Malaysia’s protected domestic sectors remain inefficient and a hindrance to the overall economy.

The redistributionist policy of favoring ethnic Malays over Chinese and Indian Malaysians has also become a bigger problem.

Professor Wing Thye Woo of UC Davis pegged this discriminatory policy as the major reason that private sector investments collapsed in the 2000s.

In previous decades, Malaysia's key competitive advantage was cheap labor.  However, after its average income rose, it lost this advantage needed to transition into a high-income knowledge-based economy.

This type of economy requires human and financial capital.

However, Malaysia’s institutionalized racism extends to bank loans, business licenses, business ownership and government contracts.
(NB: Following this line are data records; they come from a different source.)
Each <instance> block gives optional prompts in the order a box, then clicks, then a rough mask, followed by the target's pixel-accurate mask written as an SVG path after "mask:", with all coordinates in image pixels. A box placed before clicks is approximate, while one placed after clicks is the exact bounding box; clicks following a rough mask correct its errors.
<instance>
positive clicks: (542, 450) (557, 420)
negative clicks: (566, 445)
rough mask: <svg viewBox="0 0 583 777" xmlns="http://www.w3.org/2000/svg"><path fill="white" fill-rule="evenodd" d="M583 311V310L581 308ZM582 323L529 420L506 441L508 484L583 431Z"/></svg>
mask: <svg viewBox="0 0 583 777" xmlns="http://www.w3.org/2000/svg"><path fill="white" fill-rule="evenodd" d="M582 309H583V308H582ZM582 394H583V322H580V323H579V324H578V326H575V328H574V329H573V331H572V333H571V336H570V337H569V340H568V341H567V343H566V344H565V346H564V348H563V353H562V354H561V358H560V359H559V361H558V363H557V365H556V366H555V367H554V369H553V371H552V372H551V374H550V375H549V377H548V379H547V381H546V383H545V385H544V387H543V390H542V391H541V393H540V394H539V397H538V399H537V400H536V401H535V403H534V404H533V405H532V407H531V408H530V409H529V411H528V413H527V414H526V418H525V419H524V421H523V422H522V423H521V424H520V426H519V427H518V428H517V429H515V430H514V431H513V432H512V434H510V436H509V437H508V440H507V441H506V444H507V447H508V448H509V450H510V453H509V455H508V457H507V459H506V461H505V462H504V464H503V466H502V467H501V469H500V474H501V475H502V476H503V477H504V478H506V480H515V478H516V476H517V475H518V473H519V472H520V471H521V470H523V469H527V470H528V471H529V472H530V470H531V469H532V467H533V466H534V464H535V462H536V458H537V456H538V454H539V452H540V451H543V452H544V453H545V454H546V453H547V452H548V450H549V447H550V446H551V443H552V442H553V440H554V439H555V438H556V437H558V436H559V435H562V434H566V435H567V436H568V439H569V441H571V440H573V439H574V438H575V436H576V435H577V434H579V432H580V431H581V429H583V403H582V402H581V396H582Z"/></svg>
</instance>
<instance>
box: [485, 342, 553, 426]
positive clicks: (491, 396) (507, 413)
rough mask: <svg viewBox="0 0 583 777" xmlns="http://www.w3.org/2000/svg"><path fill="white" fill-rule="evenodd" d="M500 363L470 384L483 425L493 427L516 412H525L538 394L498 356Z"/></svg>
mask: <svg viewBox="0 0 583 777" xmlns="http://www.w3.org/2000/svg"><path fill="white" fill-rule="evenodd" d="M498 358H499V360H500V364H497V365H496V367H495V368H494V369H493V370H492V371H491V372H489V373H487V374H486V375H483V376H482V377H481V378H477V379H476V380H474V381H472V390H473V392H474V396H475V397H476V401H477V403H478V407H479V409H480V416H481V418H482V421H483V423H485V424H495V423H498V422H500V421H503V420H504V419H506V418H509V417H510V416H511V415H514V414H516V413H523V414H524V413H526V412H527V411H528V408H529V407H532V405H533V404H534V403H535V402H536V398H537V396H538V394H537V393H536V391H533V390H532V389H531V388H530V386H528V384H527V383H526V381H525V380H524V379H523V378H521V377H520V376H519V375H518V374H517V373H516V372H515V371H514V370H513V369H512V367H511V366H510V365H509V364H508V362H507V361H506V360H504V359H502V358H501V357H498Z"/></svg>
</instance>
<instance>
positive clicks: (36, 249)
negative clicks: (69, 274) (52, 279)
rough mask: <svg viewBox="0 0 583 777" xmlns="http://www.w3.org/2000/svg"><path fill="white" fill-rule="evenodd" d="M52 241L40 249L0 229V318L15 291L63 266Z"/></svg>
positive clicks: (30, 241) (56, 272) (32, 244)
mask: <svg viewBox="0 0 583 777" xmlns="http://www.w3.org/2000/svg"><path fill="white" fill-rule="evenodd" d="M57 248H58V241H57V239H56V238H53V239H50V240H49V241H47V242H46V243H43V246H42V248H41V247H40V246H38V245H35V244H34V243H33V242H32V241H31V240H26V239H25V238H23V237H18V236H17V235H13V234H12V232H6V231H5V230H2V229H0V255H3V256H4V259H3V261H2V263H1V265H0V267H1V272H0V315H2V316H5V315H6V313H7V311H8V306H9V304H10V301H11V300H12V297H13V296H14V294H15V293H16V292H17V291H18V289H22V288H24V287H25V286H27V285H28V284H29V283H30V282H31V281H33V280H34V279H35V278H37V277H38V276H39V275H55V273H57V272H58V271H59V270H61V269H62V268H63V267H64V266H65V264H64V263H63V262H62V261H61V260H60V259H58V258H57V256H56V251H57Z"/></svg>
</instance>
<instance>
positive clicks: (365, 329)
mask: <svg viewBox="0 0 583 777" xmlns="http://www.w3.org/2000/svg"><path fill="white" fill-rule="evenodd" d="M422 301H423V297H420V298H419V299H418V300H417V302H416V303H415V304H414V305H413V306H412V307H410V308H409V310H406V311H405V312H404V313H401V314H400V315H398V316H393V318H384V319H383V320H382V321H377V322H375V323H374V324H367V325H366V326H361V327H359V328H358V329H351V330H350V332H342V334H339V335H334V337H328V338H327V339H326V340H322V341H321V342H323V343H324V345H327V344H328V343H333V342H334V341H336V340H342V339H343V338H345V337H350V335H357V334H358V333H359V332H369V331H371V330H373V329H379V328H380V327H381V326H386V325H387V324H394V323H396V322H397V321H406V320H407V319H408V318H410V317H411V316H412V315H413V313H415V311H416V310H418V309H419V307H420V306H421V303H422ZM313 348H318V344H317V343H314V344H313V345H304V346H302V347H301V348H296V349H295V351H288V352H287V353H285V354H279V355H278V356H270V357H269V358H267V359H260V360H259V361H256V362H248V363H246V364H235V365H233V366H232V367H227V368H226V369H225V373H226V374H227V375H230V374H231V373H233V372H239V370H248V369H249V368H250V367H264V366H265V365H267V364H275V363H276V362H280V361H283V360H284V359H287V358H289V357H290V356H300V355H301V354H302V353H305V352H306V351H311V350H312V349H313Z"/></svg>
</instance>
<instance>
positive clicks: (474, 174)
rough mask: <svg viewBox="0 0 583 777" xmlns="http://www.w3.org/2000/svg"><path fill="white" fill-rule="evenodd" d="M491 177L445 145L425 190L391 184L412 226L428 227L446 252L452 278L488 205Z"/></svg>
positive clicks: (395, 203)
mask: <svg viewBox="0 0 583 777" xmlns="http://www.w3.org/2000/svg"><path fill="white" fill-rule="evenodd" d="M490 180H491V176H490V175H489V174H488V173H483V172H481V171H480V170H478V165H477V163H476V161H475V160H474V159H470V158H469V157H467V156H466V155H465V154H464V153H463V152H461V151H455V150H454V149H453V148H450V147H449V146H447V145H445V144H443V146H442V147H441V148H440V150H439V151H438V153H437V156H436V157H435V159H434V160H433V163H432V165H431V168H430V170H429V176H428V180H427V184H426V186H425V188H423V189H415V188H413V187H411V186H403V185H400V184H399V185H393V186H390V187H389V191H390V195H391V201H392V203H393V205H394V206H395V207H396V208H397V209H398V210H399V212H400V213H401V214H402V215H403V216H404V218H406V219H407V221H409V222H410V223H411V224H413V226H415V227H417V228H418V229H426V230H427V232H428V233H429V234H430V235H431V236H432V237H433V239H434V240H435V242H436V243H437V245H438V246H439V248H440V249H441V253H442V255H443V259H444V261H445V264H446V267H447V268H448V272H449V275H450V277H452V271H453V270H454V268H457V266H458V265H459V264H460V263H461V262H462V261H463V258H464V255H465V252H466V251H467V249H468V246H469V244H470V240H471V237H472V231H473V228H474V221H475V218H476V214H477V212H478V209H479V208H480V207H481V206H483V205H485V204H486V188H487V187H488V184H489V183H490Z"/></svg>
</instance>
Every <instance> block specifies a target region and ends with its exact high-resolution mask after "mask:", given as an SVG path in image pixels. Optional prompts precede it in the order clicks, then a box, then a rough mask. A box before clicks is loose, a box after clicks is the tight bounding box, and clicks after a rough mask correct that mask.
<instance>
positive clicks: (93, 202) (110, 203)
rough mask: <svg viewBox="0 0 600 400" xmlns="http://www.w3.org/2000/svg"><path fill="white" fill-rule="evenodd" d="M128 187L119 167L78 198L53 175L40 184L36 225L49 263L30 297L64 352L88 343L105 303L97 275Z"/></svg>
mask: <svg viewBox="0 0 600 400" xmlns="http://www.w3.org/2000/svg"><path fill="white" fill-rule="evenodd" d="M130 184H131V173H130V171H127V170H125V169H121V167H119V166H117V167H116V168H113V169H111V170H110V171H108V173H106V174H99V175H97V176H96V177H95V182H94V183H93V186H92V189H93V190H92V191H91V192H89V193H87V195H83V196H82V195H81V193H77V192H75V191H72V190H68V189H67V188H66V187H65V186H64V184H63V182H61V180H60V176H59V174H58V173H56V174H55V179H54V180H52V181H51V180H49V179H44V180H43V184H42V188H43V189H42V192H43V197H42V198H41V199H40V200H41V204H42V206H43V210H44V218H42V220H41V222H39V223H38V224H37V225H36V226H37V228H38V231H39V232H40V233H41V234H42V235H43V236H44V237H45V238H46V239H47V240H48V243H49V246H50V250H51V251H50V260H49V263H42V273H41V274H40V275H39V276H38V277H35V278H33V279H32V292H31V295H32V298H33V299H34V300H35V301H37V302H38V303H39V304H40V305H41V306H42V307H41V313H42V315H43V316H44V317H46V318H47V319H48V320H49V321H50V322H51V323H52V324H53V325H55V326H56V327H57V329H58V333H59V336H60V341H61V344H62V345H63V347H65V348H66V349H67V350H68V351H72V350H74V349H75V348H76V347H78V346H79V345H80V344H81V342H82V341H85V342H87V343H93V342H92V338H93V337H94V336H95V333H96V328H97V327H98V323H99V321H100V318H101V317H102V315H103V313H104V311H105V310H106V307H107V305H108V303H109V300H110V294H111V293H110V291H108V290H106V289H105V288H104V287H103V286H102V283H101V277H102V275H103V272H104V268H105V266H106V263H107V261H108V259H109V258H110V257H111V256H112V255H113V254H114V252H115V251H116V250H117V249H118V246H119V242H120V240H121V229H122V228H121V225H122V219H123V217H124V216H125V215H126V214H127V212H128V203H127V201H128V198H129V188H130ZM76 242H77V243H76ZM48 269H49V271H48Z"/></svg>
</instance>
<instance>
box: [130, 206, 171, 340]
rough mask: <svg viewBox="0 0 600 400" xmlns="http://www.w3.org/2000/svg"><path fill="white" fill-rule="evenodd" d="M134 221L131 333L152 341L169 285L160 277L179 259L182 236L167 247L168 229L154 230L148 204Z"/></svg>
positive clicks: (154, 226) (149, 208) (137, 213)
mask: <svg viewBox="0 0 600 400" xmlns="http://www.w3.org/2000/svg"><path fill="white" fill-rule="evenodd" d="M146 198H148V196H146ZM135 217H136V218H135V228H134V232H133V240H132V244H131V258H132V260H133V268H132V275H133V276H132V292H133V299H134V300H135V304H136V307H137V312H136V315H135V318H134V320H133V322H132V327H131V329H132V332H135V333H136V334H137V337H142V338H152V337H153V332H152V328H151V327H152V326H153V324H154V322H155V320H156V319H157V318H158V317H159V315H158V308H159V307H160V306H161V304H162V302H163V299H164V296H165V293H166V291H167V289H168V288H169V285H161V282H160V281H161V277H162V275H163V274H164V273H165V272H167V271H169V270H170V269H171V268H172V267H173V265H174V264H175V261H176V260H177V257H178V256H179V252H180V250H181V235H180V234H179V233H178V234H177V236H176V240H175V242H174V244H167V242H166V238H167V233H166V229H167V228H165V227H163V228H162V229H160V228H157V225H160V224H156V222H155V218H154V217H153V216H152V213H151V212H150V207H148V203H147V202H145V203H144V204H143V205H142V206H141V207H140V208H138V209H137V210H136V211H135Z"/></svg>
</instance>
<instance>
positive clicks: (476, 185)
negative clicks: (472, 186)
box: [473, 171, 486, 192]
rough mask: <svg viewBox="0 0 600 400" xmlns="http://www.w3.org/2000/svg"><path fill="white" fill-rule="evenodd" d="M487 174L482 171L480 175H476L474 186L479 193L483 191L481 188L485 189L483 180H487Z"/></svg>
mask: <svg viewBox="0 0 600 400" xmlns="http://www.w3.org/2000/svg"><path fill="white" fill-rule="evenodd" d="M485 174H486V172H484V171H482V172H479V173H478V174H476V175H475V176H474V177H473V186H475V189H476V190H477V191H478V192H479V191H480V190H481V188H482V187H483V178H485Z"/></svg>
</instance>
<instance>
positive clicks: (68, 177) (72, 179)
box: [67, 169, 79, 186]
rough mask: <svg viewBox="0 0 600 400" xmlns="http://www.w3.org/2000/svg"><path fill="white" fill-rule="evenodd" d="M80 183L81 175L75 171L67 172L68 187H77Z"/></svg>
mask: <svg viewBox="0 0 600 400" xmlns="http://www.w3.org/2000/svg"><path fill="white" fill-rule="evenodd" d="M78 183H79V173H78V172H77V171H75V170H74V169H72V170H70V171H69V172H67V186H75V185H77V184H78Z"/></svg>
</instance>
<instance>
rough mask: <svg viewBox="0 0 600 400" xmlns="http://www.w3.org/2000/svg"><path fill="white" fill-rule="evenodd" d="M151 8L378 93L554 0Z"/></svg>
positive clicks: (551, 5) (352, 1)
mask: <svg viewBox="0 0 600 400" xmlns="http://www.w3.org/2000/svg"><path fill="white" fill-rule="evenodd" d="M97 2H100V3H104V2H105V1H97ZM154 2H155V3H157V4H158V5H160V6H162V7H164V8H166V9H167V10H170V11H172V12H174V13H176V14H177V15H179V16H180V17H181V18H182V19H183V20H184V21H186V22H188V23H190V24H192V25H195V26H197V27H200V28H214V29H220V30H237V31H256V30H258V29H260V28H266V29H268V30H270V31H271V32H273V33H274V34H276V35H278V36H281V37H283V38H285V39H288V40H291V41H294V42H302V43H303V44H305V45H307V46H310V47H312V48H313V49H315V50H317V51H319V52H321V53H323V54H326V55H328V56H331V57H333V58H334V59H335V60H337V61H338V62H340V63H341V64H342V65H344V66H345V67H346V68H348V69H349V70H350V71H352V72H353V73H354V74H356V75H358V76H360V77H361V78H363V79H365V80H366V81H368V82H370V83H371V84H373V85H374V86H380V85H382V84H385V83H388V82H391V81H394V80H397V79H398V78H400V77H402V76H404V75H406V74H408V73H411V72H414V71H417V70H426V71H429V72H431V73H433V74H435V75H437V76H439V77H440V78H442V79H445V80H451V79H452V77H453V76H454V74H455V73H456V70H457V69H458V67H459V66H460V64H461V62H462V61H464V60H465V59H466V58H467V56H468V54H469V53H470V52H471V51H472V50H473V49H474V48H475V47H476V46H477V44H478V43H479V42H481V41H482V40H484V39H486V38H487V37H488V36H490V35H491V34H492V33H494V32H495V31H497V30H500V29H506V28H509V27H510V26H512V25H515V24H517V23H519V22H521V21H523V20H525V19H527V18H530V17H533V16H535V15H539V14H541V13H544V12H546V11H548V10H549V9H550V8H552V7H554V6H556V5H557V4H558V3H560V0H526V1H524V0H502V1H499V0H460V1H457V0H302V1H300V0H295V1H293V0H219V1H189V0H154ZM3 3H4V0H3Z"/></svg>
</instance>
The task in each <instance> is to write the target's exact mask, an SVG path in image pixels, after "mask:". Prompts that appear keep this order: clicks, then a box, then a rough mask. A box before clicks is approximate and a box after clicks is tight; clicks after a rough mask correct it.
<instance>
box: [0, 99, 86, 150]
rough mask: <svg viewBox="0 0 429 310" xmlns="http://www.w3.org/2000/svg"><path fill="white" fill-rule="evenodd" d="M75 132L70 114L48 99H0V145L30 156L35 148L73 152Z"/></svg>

These restrictions severely limit the power and flow of human and financial capital.

Starting from 2010, the globalist influence strengthened in Malaysia and its government began to show more commitment to reform.

It has promised to “remove structural barriers and outdated regulations” and attract “first-world talent,” in the words of the Tenth Malaysia Plan from the country’s Economic Planning Unit.

Malaysian Prime Minister Najib Razak has also “raised possible revisions to the special economic and social preferences accorded to ethnic Malays under the New Economic Policy of 1970,” according to the CIA World Factbook.

Malaysia’s hunger for private and foreign capital in itself is a positive sign; capital generally equates growth in countries that have a robust financial and banking system, a relatively open economy, and a long-term strategic view.  For Malaysia, this desire also confirms the rise of the globalist influence.

There are some initial signs that it will succeed in attracting capital. 

Its plan to attract $410 billion in investments from the private sector by 2020 was conceived jointly with major private sector players like Exxon Mobil and Tesco, according to Bloomberg.

Malaysia also recently entered into an agreement with Asian Development Bank to receive funding for the first time since 1998. 

Part of this agreement will boost the Export Import Bank of Malaysia to “step up long-term export financing for private enterprises,” stated the  Asian Development Bank.

Despite Malaysia’s relatively subpar economic performance in the 2000s, it has a long history of economic success as an independent state and has been one of the best performing economies in the post-WWII era.

It has a strong banking system and healthy public finances.  It retains its advantage in natural resources and geography. 

It is not mired in hopeless corruption like many emerging market countries.  It is not trapped by the heavy burden of debt and deleveraging like many developed countries.  Malaysia is not infected with any “difficult” economic problem.  

If it just rids the protectionist influence, it has the potential to boom and achieve its goal of becoming a high-income country.